Grosses délivréesRÉPUBLIQUE FRANÇAISE
aux parties le :AU NOM DU PEUPLE FRANÇAIS
COUR D'APPEL DE PARIS
Pôle 5 - Chambre 4
ARRÊT DU 09 MARS 2016
(n° , 5 pages)
Numéro d'inscription au répertoire général : 13/22051
Décision déférée à la Cour : Jugement du 28 Juin 2013 -Tribunal de Commerce de PARIS - RG n° 2011037417
APPELANTE
SARL PUBLIMAG DECO
ayant son siège social [Adresse 1]
[Adresse 1]
N° SIRET : 971 .20 0.5 55
prise en la personne de ses représentants légaux domiciliés en cette qualité audit siège
Représentée par Maître Michel MIORINI de la SELAS MIORINI ET ASSOCIES, avocat au barreau d'ESSONNE
INTIMÉE
SAS GROUPE ALTAX
ayant son siège social [Adresse 2]
[Adresse 2]
N° SIRET : 429 .31 3.2 57
prise en la personne de ses représentants légaux domiciliés en cette qualité audit siège
Représentée par Maître Grégory COHEN, avocat au barreau de PARIS, toque : C1263
COMPOSITION DE LA COUR :
En application des dispositions des articles 786 et 907 du code de procédure civile, l'affaire a été débattue le 19 Janvier 2016, en audience publique, les avocats ne s'y étant pas opposé, devant Madame Françoise COCCHIELLO, Présidente de chambre, chargée du rapport et Madame Dominique MOUTHON VIDILLES, Conseillère.

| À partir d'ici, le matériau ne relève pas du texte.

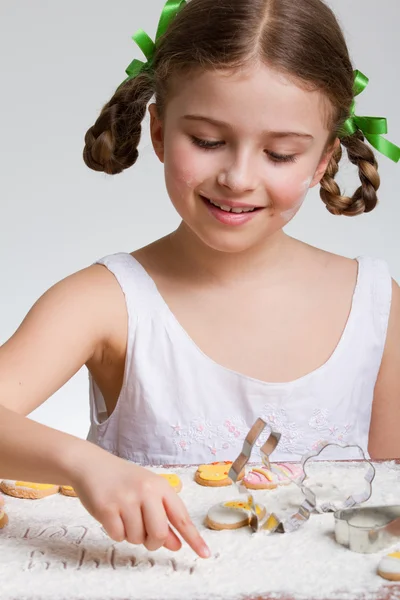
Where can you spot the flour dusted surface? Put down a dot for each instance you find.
(53, 549)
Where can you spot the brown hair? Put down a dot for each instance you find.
(300, 38)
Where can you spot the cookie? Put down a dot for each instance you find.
(231, 515)
(173, 480)
(268, 479)
(389, 567)
(214, 474)
(3, 516)
(27, 489)
(67, 490)
(3, 519)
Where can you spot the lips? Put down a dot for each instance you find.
(230, 205)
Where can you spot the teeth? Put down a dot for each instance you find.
(234, 210)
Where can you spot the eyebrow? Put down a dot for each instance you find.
(275, 134)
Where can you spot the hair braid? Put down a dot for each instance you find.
(111, 145)
(364, 199)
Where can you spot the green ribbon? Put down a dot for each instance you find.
(372, 127)
(146, 44)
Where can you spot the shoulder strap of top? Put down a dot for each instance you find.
(377, 289)
(141, 294)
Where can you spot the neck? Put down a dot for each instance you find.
(225, 267)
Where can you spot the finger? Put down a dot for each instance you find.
(155, 523)
(173, 542)
(114, 526)
(180, 519)
(133, 523)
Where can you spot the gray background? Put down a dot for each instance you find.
(60, 62)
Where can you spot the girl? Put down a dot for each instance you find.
(191, 338)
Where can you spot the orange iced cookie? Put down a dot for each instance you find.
(67, 490)
(231, 515)
(214, 474)
(173, 480)
(27, 489)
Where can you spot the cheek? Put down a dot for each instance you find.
(289, 197)
(185, 167)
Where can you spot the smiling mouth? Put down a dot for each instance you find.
(229, 209)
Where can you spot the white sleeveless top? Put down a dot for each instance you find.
(178, 406)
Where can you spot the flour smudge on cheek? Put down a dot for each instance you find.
(287, 215)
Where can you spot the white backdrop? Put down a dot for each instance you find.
(59, 63)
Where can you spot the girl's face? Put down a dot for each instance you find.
(253, 141)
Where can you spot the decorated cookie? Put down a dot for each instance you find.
(26, 489)
(268, 479)
(215, 474)
(173, 480)
(389, 567)
(67, 490)
(3, 516)
(231, 515)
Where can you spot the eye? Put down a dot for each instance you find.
(204, 144)
(282, 158)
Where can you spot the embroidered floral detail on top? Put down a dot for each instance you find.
(321, 421)
(217, 437)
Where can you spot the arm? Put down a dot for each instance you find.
(384, 437)
(69, 325)
(62, 332)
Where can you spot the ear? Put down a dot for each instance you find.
(323, 164)
(156, 132)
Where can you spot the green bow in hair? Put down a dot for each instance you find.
(372, 127)
(146, 44)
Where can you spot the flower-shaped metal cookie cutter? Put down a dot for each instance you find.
(271, 522)
(352, 500)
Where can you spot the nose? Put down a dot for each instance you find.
(239, 173)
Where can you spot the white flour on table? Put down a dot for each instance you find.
(53, 549)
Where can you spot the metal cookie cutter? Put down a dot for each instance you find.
(350, 501)
(270, 522)
(239, 464)
(368, 529)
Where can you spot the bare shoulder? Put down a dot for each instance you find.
(64, 329)
(384, 440)
(339, 269)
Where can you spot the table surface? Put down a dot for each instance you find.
(386, 592)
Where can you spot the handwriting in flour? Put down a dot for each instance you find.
(68, 547)
(87, 559)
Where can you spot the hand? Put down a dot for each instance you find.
(135, 504)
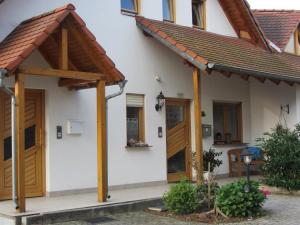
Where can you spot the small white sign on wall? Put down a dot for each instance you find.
(75, 127)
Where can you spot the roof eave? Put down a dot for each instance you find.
(253, 73)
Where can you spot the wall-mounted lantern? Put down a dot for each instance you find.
(160, 101)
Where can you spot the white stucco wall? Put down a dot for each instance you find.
(265, 101)
(71, 162)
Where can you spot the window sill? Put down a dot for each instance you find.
(198, 27)
(135, 147)
(169, 21)
(231, 145)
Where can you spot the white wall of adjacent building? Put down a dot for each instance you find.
(71, 162)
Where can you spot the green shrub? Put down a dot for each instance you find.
(182, 198)
(281, 149)
(233, 201)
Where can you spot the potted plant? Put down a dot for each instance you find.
(211, 161)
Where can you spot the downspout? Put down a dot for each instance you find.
(122, 85)
(3, 72)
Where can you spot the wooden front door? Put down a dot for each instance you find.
(34, 144)
(178, 139)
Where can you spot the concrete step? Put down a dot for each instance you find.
(87, 213)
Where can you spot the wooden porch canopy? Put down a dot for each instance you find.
(75, 57)
(207, 51)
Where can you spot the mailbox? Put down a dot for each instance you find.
(206, 130)
(75, 127)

Ces magistrats ont rendu compte des plaidoiries dans le délibéré de la Cour, composée de :
Madame Françoise COCCHIELLO, Présidente de chambre, rédacteur
Madame Dominique MOUTHON VIDILLES, Conseillère
Monsieur François THOMAS, Conseiller
qui en ont délibéré,
Greffier, lors des débats : M. Vincent BRÉANT
ARRÊT :
- contradictoire,
- par mise à disposition de l'arrêt au greffe de la Cour, les parties en ayant été préalablement avisées dans les conditions prévues au deuxième alinéa de l'article 450 du code de procédure civile.
- signé par Madame Françoise COCCHIELLO, Présidente et par Monsieur Vincent BRÉANT, greffier auquel la minute a été remise par le magistrat signataire.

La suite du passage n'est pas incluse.